# Manuals for 722 & 612 plus Q on networking



## IDRick (Feb 16, 2007)

Where can I find user manuals for the vip 612 and vip 722? I read the some in the stickied section but I'm newbie enough to need the owner's manual first before I can decipher the stickied info... :lol: 

I recall reading in the past that the phone connection would be waived on the 722 if it was connected to a network.
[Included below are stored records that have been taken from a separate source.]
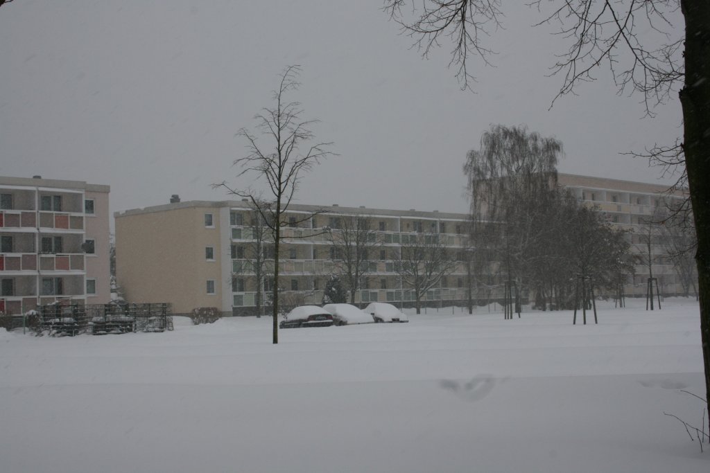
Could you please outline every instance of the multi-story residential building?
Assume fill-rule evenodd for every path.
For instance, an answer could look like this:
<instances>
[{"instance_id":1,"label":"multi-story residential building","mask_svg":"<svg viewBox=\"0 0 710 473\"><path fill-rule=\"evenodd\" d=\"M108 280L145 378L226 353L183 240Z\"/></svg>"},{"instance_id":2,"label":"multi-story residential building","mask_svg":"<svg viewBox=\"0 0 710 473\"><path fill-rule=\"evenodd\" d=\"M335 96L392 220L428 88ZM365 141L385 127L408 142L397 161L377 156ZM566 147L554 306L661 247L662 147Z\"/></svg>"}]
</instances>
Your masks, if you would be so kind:
<instances>
[{"instance_id":1,"label":"multi-story residential building","mask_svg":"<svg viewBox=\"0 0 710 473\"><path fill-rule=\"evenodd\" d=\"M109 301L109 190L0 177L0 311Z\"/></svg>"},{"instance_id":2,"label":"multi-story residential building","mask_svg":"<svg viewBox=\"0 0 710 473\"><path fill-rule=\"evenodd\" d=\"M629 230L631 251L638 257L638 264L635 274L630 276L627 282L627 294L646 294L649 260L662 294L683 292L655 223L657 211L662 211L670 200L684 199L685 196L681 192L669 195L668 187L662 184L566 174L560 174L557 178L560 186L569 189L583 204L604 212L615 227Z\"/></svg>"},{"instance_id":3,"label":"multi-story residential building","mask_svg":"<svg viewBox=\"0 0 710 473\"><path fill-rule=\"evenodd\" d=\"M170 302L175 313L198 307L253 313L257 282L251 262L258 239L251 213L242 201L172 201L116 213L116 275L124 296L131 302ZM337 272L330 232L344 231L344 219L354 216L366 217L376 235L356 303L413 304L413 291L395 270L393 252L410 235L436 233L452 251L466 239L466 214L292 204L280 251L284 300L321 304L329 276ZM268 250L266 256L273 257ZM457 266L427 291L426 304L465 300L466 274L463 265ZM270 281L261 284L268 301Z\"/></svg>"},{"instance_id":4,"label":"multi-story residential building","mask_svg":"<svg viewBox=\"0 0 710 473\"><path fill-rule=\"evenodd\" d=\"M658 205L666 189L660 185L615 179L559 175L560 184L583 202L599 206L620 228L640 230L644 218ZM114 214L116 274L126 299L131 302L167 301L175 313L200 307L217 307L224 314L253 313L261 294L262 306L271 296L271 279L254 276L256 251L266 260L264 271L273 272L273 250L255 230L253 211L244 201L180 201L173 196L165 205ZM366 269L359 282L355 302L386 301L410 306L412 287L396 271L397 255L417 234L435 234L453 255L466 250L469 215L417 211L291 205L282 230L279 279L285 305L320 304L331 274L342 273L338 264L338 238L346 220L366 217L375 244L368 248ZM640 252L638 235L629 235L632 251ZM334 244L334 240L335 244ZM673 266L655 244L654 275L665 294L682 292ZM470 267L459 261L426 292L425 305L468 304ZM271 266L269 266L269 263ZM627 284L628 295L645 294L648 273L643 264ZM499 296L491 287L474 287L477 302ZM257 291L257 285L261 289ZM480 291L479 291L480 289ZM500 292L500 291L498 291Z\"/></svg>"}]
</instances>

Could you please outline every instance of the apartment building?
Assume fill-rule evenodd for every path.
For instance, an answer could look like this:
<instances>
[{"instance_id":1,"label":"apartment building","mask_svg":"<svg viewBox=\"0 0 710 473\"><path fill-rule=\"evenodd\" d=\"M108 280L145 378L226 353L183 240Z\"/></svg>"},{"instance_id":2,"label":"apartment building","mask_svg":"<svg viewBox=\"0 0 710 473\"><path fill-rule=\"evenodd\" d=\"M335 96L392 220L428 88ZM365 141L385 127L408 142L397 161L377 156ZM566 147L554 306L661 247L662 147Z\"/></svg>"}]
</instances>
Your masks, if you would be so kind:
<instances>
[{"instance_id":1,"label":"apartment building","mask_svg":"<svg viewBox=\"0 0 710 473\"><path fill-rule=\"evenodd\" d=\"M175 196L174 196L175 197ZM127 300L166 301L175 313L217 307L225 315L253 313L257 294L252 262L258 235L247 202L178 201L116 212L116 275ZM313 215L313 214L315 215ZM320 304L331 274L337 272L331 232L344 221L366 217L377 244L368 257L356 303L411 305L414 294L395 271L393 252L417 234L436 234L452 251L463 248L466 214L292 204L282 230L279 273L287 305ZM411 235L411 236L410 236ZM273 252L267 258L273 257ZM425 296L428 305L466 300L466 271L459 265ZM273 265L267 272L273 272ZM262 284L263 302L271 296Z\"/></svg>"},{"instance_id":2,"label":"apartment building","mask_svg":"<svg viewBox=\"0 0 710 473\"><path fill-rule=\"evenodd\" d=\"M110 299L109 186L0 177L0 311Z\"/></svg>"},{"instance_id":3,"label":"apartment building","mask_svg":"<svg viewBox=\"0 0 710 473\"><path fill-rule=\"evenodd\" d=\"M627 281L625 290L628 295L646 294L649 240L652 270L661 293L682 294L679 278L661 244L657 228L649 226L655 221L657 209L664 208L668 200L684 199L682 193L668 195L667 186L621 179L567 174L559 174L557 179L559 184L569 189L580 201L604 212L610 223L630 231L631 251L639 258L635 274L629 276Z\"/></svg>"},{"instance_id":4,"label":"apartment building","mask_svg":"<svg viewBox=\"0 0 710 473\"><path fill-rule=\"evenodd\" d=\"M584 203L599 207L613 225L636 231L628 237L632 251L645 250L638 233L660 204L666 190L663 186L572 174L560 174L559 182ZM257 282L253 260L255 248L265 252L265 272L273 274L273 250L268 253L269 245L260 243L248 202L182 202L173 196L169 204L116 212L114 216L117 279L127 300L170 302L175 313L217 307L224 315L248 315L254 313L258 292L262 306L271 296L271 279ZM291 205L285 216L288 226L282 230L283 304L321 304L330 275L342 272L337 255L338 239L334 245L332 235L346 231L347 219L354 217L369 221L377 242L368 248L366 274L356 292L358 304L413 305L414 292L395 271L395 257L417 234L435 235L454 255L466 248L466 213ZM652 252L654 275L663 293L682 293L674 267L656 241ZM469 269L459 261L427 291L424 305L466 306ZM643 296L648 267L639 264L636 269L634 277L629 276L626 291L628 295ZM476 301L496 297L490 288L487 293L483 288L471 290Z\"/></svg>"}]
</instances>

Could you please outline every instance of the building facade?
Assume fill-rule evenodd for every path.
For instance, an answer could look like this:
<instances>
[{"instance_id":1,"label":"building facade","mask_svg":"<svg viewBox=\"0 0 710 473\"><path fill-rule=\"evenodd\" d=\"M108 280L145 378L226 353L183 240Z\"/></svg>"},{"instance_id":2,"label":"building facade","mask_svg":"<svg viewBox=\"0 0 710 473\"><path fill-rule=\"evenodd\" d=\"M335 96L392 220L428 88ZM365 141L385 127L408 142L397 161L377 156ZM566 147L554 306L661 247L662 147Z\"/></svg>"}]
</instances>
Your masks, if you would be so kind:
<instances>
[{"instance_id":1,"label":"building facade","mask_svg":"<svg viewBox=\"0 0 710 473\"><path fill-rule=\"evenodd\" d=\"M249 314L260 284L262 306L268 304L268 278L257 283L253 277L253 252L260 243L252 214L242 201L173 202L116 213L116 276L125 298L167 301L175 313L217 307L224 314ZM456 252L466 240L466 214L291 205L280 251L280 297L285 305L322 303L329 275L339 272L331 235L346 231L345 220L354 217L366 218L373 235L356 304L411 305L413 292L395 270L403 242L417 234L436 234ZM267 260L272 258L266 251ZM265 265L267 273L273 272L270 262ZM465 300L466 274L465 265L458 265L427 291L425 303Z\"/></svg>"},{"instance_id":2,"label":"building facade","mask_svg":"<svg viewBox=\"0 0 710 473\"><path fill-rule=\"evenodd\" d=\"M684 199L681 193L667 194L668 187L621 179L560 174L558 183L582 204L603 212L614 227L628 231L631 252L637 257L635 274L629 275L627 295L644 296L649 264L661 294L680 294L684 289L668 251L659 233L659 211L673 199Z\"/></svg>"},{"instance_id":3,"label":"building facade","mask_svg":"<svg viewBox=\"0 0 710 473\"><path fill-rule=\"evenodd\" d=\"M642 229L644 219L660 204L665 187L570 174L560 174L559 184L583 203L596 206L613 226L632 230L632 251L643 252L640 237L633 232ZM124 296L131 302L170 302L175 313L216 307L224 315L253 314L260 296L262 311L268 311L273 289L268 274L273 272L273 255L268 253L268 242L260 238L253 215L244 201L181 202L177 198L165 205L116 212L116 276ZM338 257L342 239L337 235L347 231L346 223L355 218L366 218L373 234L356 304L413 305L414 291L396 265L402 248L422 234L435 238L457 260L446 276L425 291L423 305L469 302L469 288L475 283L471 283L470 267L462 252L466 250L466 213L291 205L285 216L279 263L280 297L285 306L322 302L329 278L344 271ZM654 275L663 293L680 294L663 248L654 244L652 251L657 256L652 262ZM266 260L262 272L267 276L261 281L255 277L256 252L262 252ZM645 294L648 274L643 264L636 269L636 275L628 277L627 295ZM471 289L476 303L500 296L491 289L496 282L489 282L487 288Z\"/></svg>"},{"instance_id":4,"label":"building facade","mask_svg":"<svg viewBox=\"0 0 710 473\"><path fill-rule=\"evenodd\" d=\"M0 177L0 311L110 300L109 186Z\"/></svg>"}]
</instances>

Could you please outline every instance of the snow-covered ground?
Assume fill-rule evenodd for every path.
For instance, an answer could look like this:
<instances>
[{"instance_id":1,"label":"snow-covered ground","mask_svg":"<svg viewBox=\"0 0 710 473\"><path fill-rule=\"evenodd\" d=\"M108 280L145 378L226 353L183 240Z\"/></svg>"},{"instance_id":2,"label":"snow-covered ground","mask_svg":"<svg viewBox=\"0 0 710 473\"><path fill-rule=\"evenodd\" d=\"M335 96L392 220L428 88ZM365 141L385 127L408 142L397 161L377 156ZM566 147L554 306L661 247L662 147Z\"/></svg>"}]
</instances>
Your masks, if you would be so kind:
<instances>
[{"instance_id":1,"label":"snow-covered ground","mask_svg":"<svg viewBox=\"0 0 710 473\"><path fill-rule=\"evenodd\" d=\"M0 471L702 472L697 304L503 320L165 333L0 332ZM452 313L455 311L455 313ZM411 314L411 313L410 313ZM590 317L591 318L591 317Z\"/></svg>"}]
</instances>

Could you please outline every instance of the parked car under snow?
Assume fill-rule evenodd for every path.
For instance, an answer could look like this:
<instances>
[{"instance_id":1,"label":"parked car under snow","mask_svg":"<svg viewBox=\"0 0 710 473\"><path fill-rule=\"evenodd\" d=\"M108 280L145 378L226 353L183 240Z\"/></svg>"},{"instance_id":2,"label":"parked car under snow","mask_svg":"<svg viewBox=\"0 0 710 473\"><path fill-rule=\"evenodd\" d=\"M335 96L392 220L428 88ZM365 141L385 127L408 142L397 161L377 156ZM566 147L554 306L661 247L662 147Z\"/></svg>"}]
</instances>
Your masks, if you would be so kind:
<instances>
[{"instance_id":1,"label":"parked car under snow","mask_svg":"<svg viewBox=\"0 0 710 473\"><path fill-rule=\"evenodd\" d=\"M329 327L333 325L333 316L317 306L300 306L289 312L278 324L281 328L299 327Z\"/></svg>"},{"instance_id":2,"label":"parked car under snow","mask_svg":"<svg viewBox=\"0 0 710 473\"><path fill-rule=\"evenodd\" d=\"M372 316L375 322L409 322L406 314L386 302L371 302L362 311Z\"/></svg>"},{"instance_id":3,"label":"parked car under snow","mask_svg":"<svg viewBox=\"0 0 710 473\"><path fill-rule=\"evenodd\" d=\"M372 316L349 304L329 304L323 306L323 308L332 314L333 322L337 325L373 323L375 321Z\"/></svg>"}]
</instances>

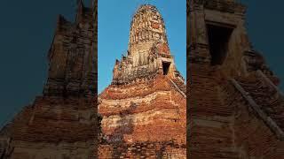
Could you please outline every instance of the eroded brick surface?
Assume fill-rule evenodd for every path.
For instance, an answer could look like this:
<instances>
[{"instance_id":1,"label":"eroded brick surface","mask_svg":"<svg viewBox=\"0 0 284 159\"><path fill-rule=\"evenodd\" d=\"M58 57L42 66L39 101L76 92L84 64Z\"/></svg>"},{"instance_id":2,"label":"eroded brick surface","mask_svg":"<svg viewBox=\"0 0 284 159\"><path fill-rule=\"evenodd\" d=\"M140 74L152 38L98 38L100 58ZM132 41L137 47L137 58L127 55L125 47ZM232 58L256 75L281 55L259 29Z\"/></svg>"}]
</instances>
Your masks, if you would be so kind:
<instances>
[{"instance_id":1,"label":"eroded brick surface","mask_svg":"<svg viewBox=\"0 0 284 159\"><path fill-rule=\"evenodd\" d=\"M245 10L233 0L188 1L189 158L284 156L283 94L248 42Z\"/></svg>"},{"instance_id":2,"label":"eroded brick surface","mask_svg":"<svg viewBox=\"0 0 284 159\"><path fill-rule=\"evenodd\" d=\"M133 17L128 53L99 97L99 158L185 158L185 85L157 9Z\"/></svg>"},{"instance_id":3,"label":"eroded brick surface","mask_svg":"<svg viewBox=\"0 0 284 159\"><path fill-rule=\"evenodd\" d=\"M75 22L59 17L43 95L1 131L0 158L94 158L96 17L81 1Z\"/></svg>"}]
</instances>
Is that option still available and how well does it work?

Thanks!

Rick


----------



## Ken Green (Oct 6, 2005)

IDRick said:


> Where can I find user manuals for the vip 612 and vip 722? I read the some in the stickied section but I'm newbie enough to need the owner's manual first before I can decipher the stickied info... :lol:
> 
> I recall reading in the past that the phone connection would be waived on the 722 if it was connected to a network. Is that option still available and how well does it work?
> 
> ...


ViP722
ViP612
Click on Receiver Information >User Guide

Connect the Ethernet connection from the ViP to a Broadband Router with an Internet connection.


----------



## IDRick (Feb 16, 2007)

Ken, thanks for the links! That's all I need to do is make the connection between my router and the 722? Sounds easy! Do I have to lower my security level at all? The installer will install the software for me or give me detailed directions? I'm not a computer novice but I've not set up this connection before... 

thanks,

Rick


----------



## Ron Barry (Dec 10, 2002)

If your router is configured for DHCP you should be good to go and it does not require hooking up on installing any software. As far as security level, unless you did something like secure your network via MAC address you should be good.


----------